How to get latest values for each group with an Elasticsearch query?

Solution 1:

You can use a top_hits aggregation that groups on the country field, returns 1 doc per group, and orders the docs by the collected date descending:

POST /test/_search?search_type=count
{
    "aggs": {
        "group": {
            "terms": {
                "field": "country"
            },
            "aggs": {
                "group_docs": {
                    "top_hits": {
                        "size": 1,
                        "sort": [
                            {
                                "collected": {
                                    "order": "desc"
                                }
                            }
                        ]
                    }
                }
            }
        }
    }
}

Solution 2:

For those like user1892775 who run into "Fielddata is disabled on text fields by default...", you can create a multi field (https://www.elastic.co/guide/en/elasticsearch/reference/current/multi-fields.html). So you might have mapping like:

"mapping": {
    "properties": {
      "country": {"type": "string", "fields": {"raw": {"type": "string", "index": "not_analyzed"}}}
}

Then your query would look like

POST /test/_search?search_type=count
{
    "aggs": {
    "group": {
        "terms": {
            "field": "country.raw"
        },
        "aggs": {
            "group_docs": {
                "top_hits": {
                    "size": 1,
                    "sort": [
                        {
                            "collected": {
                                "order": "desc"
                            }
                        }
                    ]
                }
            }
        }
    }
  }
}

(Note the use of country.raw)

Solution 3:

The answer marked correct worked great for me. Here is how I added some extra filters. This is version 7.4 on AWS.

The field I'm grouping by is a keyword field named tags.

  • For each group (tag), get top 3 documents sorted by date_uploaded descending.

  • Also show the total amount of documents within each group (tag).

  • Only consider non-deleted documents belonging to user 22.

  • Only return 10 groups (tags), sorted alphabetically.
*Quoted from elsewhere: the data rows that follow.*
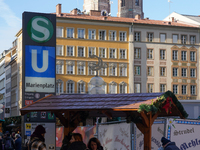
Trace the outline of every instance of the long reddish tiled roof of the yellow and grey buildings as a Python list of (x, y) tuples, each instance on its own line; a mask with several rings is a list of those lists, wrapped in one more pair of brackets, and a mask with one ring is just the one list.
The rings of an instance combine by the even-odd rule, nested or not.
[(188, 25), (178, 22), (169, 22), (162, 20), (150, 20), (150, 19), (135, 19), (135, 18), (122, 18), (122, 17), (111, 17), (111, 16), (90, 16), (90, 15), (73, 15), (70, 13), (62, 13), (57, 15), (60, 18), (69, 19), (84, 19), (84, 20), (95, 20), (105, 22), (119, 22), (119, 23), (134, 23), (134, 24), (149, 24), (149, 25), (164, 25), (164, 26), (177, 26), (177, 27), (192, 27), (198, 28), (197, 25)]

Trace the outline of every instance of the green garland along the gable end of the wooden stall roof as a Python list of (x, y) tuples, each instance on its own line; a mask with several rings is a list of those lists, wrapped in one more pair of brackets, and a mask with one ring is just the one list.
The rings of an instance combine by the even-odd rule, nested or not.
[(155, 102), (153, 102), (153, 100), (152, 100), (152, 103), (150, 105), (141, 104), (139, 106), (138, 112), (140, 113), (142, 111), (146, 111), (146, 112), (150, 112), (151, 111), (153, 114), (157, 113), (158, 111), (160, 111), (160, 108), (161, 108), (163, 102), (167, 99), (167, 97), (171, 97), (172, 98), (172, 101), (174, 102), (176, 107), (179, 109), (179, 111), (181, 112), (182, 116), (184, 118), (187, 118), (188, 114), (184, 110), (183, 105), (178, 101), (176, 96), (171, 91), (165, 92), (162, 96), (158, 97)]

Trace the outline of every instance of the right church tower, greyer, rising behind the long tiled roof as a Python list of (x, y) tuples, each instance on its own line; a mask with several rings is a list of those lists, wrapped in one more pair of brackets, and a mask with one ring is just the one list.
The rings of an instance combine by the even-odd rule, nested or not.
[(135, 18), (136, 15), (144, 18), (143, 0), (118, 0), (118, 17)]

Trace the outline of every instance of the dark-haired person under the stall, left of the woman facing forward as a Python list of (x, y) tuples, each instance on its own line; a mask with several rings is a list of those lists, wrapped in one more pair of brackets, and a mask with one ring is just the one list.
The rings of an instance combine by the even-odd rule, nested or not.
[(67, 150), (85, 150), (86, 145), (83, 143), (83, 138), (80, 133), (72, 133), (72, 138), (70, 140), (70, 146)]

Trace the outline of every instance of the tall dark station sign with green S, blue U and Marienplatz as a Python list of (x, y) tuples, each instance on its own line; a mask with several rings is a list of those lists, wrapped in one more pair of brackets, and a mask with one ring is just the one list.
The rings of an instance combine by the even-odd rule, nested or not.
[[(56, 15), (24, 12), (22, 32), (22, 97), (25, 106), (48, 94), (55, 94)], [(25, 116), (25, 120), (48, 122), (55, 119), (41, 119), (39, 112), (31, 116)]]

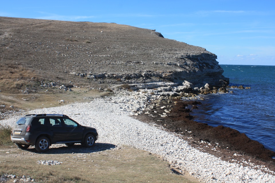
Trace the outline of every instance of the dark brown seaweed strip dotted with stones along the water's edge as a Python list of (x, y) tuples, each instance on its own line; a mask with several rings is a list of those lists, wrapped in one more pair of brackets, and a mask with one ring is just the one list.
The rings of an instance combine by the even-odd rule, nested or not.
[[(264, 148), (259, 142), (228, 127), (212, 127), (195, 122), (190, 112), (199, 104), (200, 102), (197, 101), (176, 99), (174, 103), (169, 104), (170, 108), (166, 108), (171, 111), (165, 118), (159, 115), (163, 113), (160, 109), (153, 109), (149, 111), (151, 115), (142, 114), (136, 118), (143, 122), (160, 125), (170, 132), (176, 132), (191, 146), (221, 157), (223, 160), (232, 162), (233, 159), (234, 162), (241, 162), (244, 165), (266, 166), (272, 171), (275, 170), (275, 159), (272, 159), (275, 152)], [(160, 106), (165, 105), (167, 106), (166, 102), (160, 104)]]

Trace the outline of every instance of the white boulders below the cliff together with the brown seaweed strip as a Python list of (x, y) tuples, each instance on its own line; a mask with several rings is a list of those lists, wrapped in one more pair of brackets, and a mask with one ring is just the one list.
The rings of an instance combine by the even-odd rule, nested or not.
[[(265, 164), (275, 171), (275, 152), (264, 148), (262, 144), (251, 140), (237, 130), (198, 123), (190, 115), (190, 112), (201, 104), (199, 101), (204, 100), (205, 94), (229, 93), (230, 88), (250, 89), (250, 87), (240, 85), (218, 89), (206, 84), (205, 87), (193, 88), (194, 86), (187, 81), (183, 86), (175, 86), (173, 83), (166, 83), (166, 86), (162, 84), (130, 84), (128, 89), (132, 88), (139, 92), (135, 94), (130, 92), (131, 94), (127, 95), (140, 101), (139, 103), (134, 100), (123, 100), (123, 98), (118, 98), (116, 101), (113, 99), (111, 102), (121, 103), (121, 110), (130, 111), (136, 119), (160, 125), (170, 132), (185, 136), (185, 140), (187, 139), (190, 145), (203, 148), (210, 154), (222, 156), (224, 160), (230, 159), (232, 154), (238, 154), (239, 158), (233, 156), (234, 159), (241, 160), (246, 156), (250, 162), (253, 161), (258, 165)], [(182, 100), (184, 98), (186, 100)]]

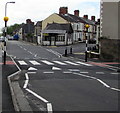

  • For each document, return its ID (book_id) and date_uploaded. (Default is that all info is returned.)

  • Size:0 keeps the query from returning lots of info about all the documents.

      {'query': {'bool': {'filter': [{'terms': {'user_id': [22]}}, {'terms': {'deleted': ['false']}}]}},
       'size': 0,
       "aggs": {
          "group": {
              "terms": {
                  "field": "tags.keyword",
                  "size":10,
                  "order":{ "_key": "asc" }
              },  
              "aggs": {
                  "group_docs": {
                      "top_hits": {
                          "size": 3,
                          "_source":["book_id","date_uploaded"],
                          "sort": [ {"date_uploaded": { "order": "desc" }}]
                      }
                  }
              }
          }
      }
    

    }

Here is how to get each group (tag in my case) and the document matches for each group.

query_results = ... result of query
buckets = query_results["aggregations"]["group"]["buckets"]
for bucket in buckets:
    tag = bucket["key"]
    tag_doc_count = bucket["doc_count"]
    print tag, tag_total_doc_count
    tag_hits = bucket["group_docs"]["hits"]["hits"]
    for hit in tag_hits:
        source = hit["_source"]
        print source["book_id"], source["date_uploaded"]

FYI, the "group" term can be named anything. Just make sure to use the same name when getting buckets from your query results.